Communicate about HIV status and testing
Always ask about your sexual partner’s HIV status, and be open about your HIV status and when you were last tested for HIV and other STIs. Do not presume anything!
If someone has HIV, ask about their viral load. If it is not measurable, HIV cannot be transmitted. If the viral load is detectable, it is even more important to protect yourself (PrEP/condom).
Communication is easier at smaller sex parties (with acquaintances) than at larger, more anonymous parties, where new sexual partners join in regularly. As such, it is best only to use chems with sexual partners you know and with whom you also have a good rapport without chems.

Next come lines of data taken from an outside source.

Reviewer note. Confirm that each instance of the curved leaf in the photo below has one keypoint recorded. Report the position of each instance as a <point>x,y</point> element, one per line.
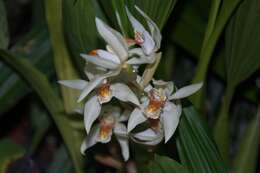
<point>41,86</point>
<point>163,164</point>
<point>196,147</point>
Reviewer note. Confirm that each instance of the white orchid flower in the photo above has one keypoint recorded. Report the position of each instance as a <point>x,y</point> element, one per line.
<point>162,104</point>
<point>104,92</point>
<point>110,122</point>
<point>149,41</point>
<point>116,56</point>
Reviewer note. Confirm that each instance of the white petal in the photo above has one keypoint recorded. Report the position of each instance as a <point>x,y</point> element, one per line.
<point>76,84</point>
<point>155,31</point>
<point>146,135</point>
<point>123,142</point>
<point>100,61</point>
<point>91,112</point>
<point>91,85</point>
<point>124,93</point>
<point>135,118</point>
<point>148,45</point>
<point>108,56</point>
<point>120,130</point>
<point>113,38</point>
<point>170,118</point>
<point>186,91</point>
<point>90,140</point>
<point>125,116</point>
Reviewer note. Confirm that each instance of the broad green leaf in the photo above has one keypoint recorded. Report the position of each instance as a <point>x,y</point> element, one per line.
<point>34,46</point>
<point>80,28</point>
<point>187,32</point>
<point>247,155</point>
<point>9,152</point>
<point>163,164</point>
<point>225,11</point>
<point>63,64</point>
<point>4,34</point>
<point>242,59</point>
<point>242,42</point>
<point>40,84</point>
<point>196,147</point>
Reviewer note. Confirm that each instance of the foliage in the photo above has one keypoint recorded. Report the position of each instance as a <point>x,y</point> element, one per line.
<point>218,38</point>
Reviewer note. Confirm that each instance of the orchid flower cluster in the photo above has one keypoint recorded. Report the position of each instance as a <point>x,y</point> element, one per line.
<point>114,73</point>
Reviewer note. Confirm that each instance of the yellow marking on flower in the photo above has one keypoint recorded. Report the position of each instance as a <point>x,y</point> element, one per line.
<point>106,125</point>
<point>139,38</point>
<point>156,103</point>
<point>93,52</point>
<point>104,92</point>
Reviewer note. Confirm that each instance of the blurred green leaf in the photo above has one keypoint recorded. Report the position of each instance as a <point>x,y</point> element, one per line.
<point>225,11</point>
<point>41,86</point>
<point>246,158</point>
<point>242,42</point>
<point>163,164</point>
<point>9,152</point>
<point>196,147</point>
<point>242,60</point>
<point>61,162</point>
<point>4,34</point>
<point>40,123</point>
<point>34,46</point>
<point>64,67</point>
<point>80,27</point>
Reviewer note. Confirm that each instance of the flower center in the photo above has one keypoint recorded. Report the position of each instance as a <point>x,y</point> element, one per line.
<point>93,52</point>
<point>139,38</point>
<point>156,103</point>
<point>104,93</point>
<point>106,125</point>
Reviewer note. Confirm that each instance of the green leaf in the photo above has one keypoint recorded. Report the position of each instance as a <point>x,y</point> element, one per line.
<point>9,152</point>
<point>34,46</point>
<point>63,64</point>
<point>4,34</point>
<point>242,59</point>
<point>247,155</point>
<point>242,42</point>
<point>196,147</point>
<point>42,87</point>
<point>163,164</point>
<point>80,28</point>
<point>225,11</point>
<point>40,124</point>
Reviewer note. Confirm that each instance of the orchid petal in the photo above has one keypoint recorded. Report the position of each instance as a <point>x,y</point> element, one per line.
<point>124,93</point>
<point>75,84</point>
<point>186,91</point>
<point>113,38</point>
<point>120,130</point>
<point>90,140</point>
<point>170,118</point>
<point>92,110</point>
<point>125,116</point>
<point>135,118</point>
<point>123,142</point>
<point>108,56</point>
<point>91,85</point>
<point>100,61</point>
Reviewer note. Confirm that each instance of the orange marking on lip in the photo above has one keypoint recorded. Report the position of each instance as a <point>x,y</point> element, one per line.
<point>93,52</point>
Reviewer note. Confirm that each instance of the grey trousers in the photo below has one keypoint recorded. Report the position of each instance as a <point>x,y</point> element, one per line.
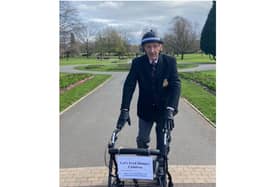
<point>144,131</point>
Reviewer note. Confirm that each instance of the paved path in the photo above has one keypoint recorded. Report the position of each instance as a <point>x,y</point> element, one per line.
<point>86,128</point>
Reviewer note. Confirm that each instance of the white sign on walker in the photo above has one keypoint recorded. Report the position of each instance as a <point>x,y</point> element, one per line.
<point>135,167</point>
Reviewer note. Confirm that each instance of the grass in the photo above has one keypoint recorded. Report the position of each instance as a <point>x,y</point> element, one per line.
<point>66,79</point>
<point>205,78</point>
<point>69,97</point>
<point>121,67</point>
<point>91,60</point>
<point>106,67</point>
<point>195,58</point>
<point>200,98</point>
<point>189,58</point>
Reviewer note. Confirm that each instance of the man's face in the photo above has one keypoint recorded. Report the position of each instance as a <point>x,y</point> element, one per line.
<point>152,50</point>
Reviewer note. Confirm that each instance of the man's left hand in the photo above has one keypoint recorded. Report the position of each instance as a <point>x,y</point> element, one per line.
<point>169,119</point>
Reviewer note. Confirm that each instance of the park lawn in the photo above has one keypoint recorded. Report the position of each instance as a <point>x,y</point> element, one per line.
<point>66,79</point>
<point>69,97</point>
<point>121,67</point>
<point>105,67</point>
<point>195,58</point>
<point>91,60</point>
<point>200,98</point>
<point>205,78</point>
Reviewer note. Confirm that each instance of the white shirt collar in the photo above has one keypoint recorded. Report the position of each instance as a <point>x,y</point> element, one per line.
<point>152,61</point>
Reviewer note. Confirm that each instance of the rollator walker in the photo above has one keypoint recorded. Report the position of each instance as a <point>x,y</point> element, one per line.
<point>160,174</point>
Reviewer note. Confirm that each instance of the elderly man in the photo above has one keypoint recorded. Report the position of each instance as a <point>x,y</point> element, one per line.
<point>159,91</point>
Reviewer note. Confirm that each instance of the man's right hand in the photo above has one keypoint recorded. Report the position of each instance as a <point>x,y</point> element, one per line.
<point>123,118</point>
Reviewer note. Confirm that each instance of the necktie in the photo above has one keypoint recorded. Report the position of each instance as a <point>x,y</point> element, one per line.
<point>153,69</point>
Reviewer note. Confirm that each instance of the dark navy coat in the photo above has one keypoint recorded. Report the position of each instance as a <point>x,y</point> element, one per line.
<point>154,96</point>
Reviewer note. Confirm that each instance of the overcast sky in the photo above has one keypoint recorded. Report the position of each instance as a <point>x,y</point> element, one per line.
<point>135,16</point>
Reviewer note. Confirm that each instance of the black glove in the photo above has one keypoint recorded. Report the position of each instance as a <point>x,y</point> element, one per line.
<point>124,117</point>
<point>168,119</point>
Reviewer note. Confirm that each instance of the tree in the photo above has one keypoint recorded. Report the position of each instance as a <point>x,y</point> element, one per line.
<point>182,36</point>
<point>208,35</point>
<point>69,22</point>
<point>84,35</point>
<point>74,46</point>
<point>111,41</point>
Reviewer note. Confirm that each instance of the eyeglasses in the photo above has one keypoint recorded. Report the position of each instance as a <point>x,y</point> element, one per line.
<point>151,46</point>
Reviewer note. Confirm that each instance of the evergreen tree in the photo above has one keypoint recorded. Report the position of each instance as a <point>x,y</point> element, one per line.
<point>208,35</point>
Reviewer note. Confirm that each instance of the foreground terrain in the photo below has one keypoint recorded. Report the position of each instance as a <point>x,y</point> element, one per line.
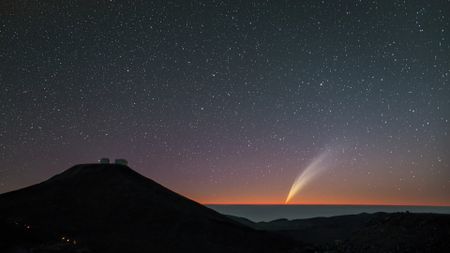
<point>111,208</point>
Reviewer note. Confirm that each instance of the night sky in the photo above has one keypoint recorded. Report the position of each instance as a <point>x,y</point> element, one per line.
<point>228,101</point>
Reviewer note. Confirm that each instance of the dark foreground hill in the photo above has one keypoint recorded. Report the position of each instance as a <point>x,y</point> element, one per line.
<point>111,208</point>
<point>379,232</point>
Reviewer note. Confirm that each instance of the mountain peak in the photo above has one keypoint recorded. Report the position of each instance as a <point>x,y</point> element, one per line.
<point>112,208</point>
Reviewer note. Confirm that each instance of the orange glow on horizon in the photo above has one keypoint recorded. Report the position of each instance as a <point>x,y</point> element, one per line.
<point>329,203</point>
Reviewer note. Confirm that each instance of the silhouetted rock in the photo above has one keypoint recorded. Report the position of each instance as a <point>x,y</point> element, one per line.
<point>379,232</point>
<point>111,208</point>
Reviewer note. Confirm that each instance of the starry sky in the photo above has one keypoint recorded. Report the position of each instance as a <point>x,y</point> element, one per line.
<point>228,101</point>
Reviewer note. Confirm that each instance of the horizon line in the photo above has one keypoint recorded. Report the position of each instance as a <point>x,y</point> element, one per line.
<point>323,204</point>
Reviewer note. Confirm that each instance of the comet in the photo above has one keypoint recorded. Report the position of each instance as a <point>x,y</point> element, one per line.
<point>317,166</point>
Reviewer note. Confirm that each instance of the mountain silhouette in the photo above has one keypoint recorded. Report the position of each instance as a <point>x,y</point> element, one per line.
<point>111,208</point>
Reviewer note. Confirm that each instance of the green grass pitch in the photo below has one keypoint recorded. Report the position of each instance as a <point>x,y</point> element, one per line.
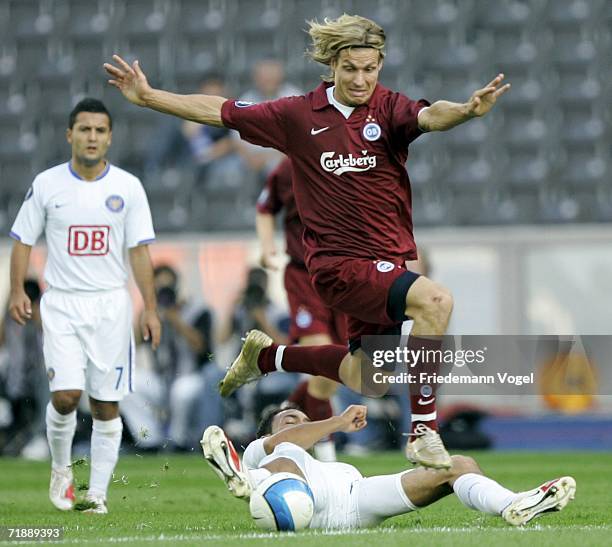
<point>177,500</point>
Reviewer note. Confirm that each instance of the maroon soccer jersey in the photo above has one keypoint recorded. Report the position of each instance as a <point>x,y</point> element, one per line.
<point>278,195</point>
<point>350,184</point>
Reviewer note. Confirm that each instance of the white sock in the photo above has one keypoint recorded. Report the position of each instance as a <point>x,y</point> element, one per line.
<point>257,476</point>
<point>278,358</point>
<point>60,432</point>
<point>105,442</point>
<point>482,493</point>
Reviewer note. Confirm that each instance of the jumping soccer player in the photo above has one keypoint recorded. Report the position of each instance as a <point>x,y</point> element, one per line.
<point>90,212</point>
<point>348,144</point>
<point>343,498</point>
<point>312,322</point>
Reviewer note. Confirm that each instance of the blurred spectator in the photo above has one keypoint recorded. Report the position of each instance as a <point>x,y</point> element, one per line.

If someone says they do not have HIV, be aware that they may still have recently contracted HIV. A standard HIV test usually cannot detect infections from less than three weeks ago. Most HIV infections are transmitted by people who were recently infected. They often do not even know they have HIV.
Be sure to protect yourself if someone says they think they are HIV-negative.
If someone says they get tested every three months, they are often more serious about rapid STI detection. Asking your sexual partner about their testing behaviour gives you a better idea of who you are dealing with. If your sexual partner does not warn you about an STI, they do not take their health seriously.
Make things as easy for yourself as possible. Mention your HIV status and how often you test for STIs in profile texts on dating apps, or discuss it while chatting.